Simon Peyton Jones · 277539a1
--- a/supercompilation.md
+++ b/supercompilation.md
@@ -6,71 +6,104 @@ This page is very much a draft and may be incorrect in places. Please fix proble
 ## Current Bugs

 - Naivrec: Double runtime
-
 - nbody: unsafe-things, segfault.
-
 - boyer2: head: empty list; splitTerm
-
 - Sieve2: run with argument 3. Wrong output.
+- The Simplifier gets confused by the wrong `OccInfo` on things. So run occurrence analysis at the end of supercompilation. The occurrence analyser gets confused by having the wrong Unfoldings for id's though.
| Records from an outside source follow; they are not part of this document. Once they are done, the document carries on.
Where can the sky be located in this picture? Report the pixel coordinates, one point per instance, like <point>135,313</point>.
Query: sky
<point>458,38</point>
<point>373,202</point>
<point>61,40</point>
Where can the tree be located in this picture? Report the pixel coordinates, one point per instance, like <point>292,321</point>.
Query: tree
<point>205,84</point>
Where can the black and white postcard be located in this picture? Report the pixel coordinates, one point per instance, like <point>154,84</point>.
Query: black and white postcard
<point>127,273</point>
We currently zap things here and there, but this is not the right way to do it.

-## Open shortcomings
+## Shortcomings of the prototype

- Change representation in rho
+- Use a state monad
+- Uses eager substitution
+- Divide by zero
+- Homeomorphic embedding for types?  Currently all types are regarded as equal (like literals).  Decision: leave it this way for now.
+- Msg does not respect alpha-equivalence.  If we match lambda against lambdas, and the binders differ, we say "different".  Decision: deal with alpha-equiv in msg when we have the new alg working.
+- Inlining `unsafePerformIO`
+- Adding constraint info

+  - case (x\>y)of { ....case (x\>y) of ... }
+  - Extending this to specialised functions themselves.
+- Change representation in rho
 - case var subst
-
 - strictness annotations
-
- unsafePerformIO etc.
-
 - Extend homemb.

-## Lambda lifting
+## Insights
+
+- The whistle is THE bad guy when it comes to performance; we spend 35% of our time on testing. It is trivial to run in parallel. 
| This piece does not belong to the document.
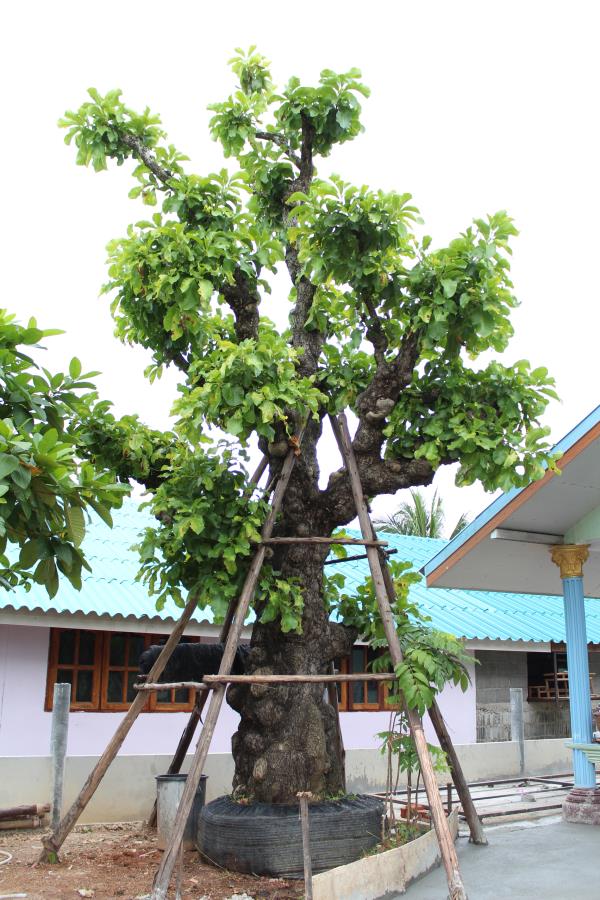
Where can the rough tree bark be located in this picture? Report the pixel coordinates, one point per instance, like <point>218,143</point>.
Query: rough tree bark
<point>287,738</point>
 - We lambda lift to avoid re-specialising the same local function in two different branches: letrec g = .. in (f1 (g x), f2 (g x))

-## Problems
+- Looking for instances, instead of renamings, has implications with the global store. Do we want to fold append (append xs' ys) zs against append (append xs ys) zs (in rho) or append ys zs (in store).

- The Simplifier gets confused by the wrong OccInfo on things. So run occurence analysis at the end of supercompilation. The occurence analyser gets confused by having the wrong Unfoldings for id's though. We currently zap things here and there, but this is not the right way to do it.
+- Applications are not saturated in Core, there's `eta::GHC.Prim.State# GHC.Prim.RealWorld` roughly everywhere.

-## Scalability
+- The whistle blows on several expressions sometimes. We need to sort them. Example: 

- The whistle is THE bad guy when it comes to performance; we spend 35% of our time on testing. It is trivial to run in parallell.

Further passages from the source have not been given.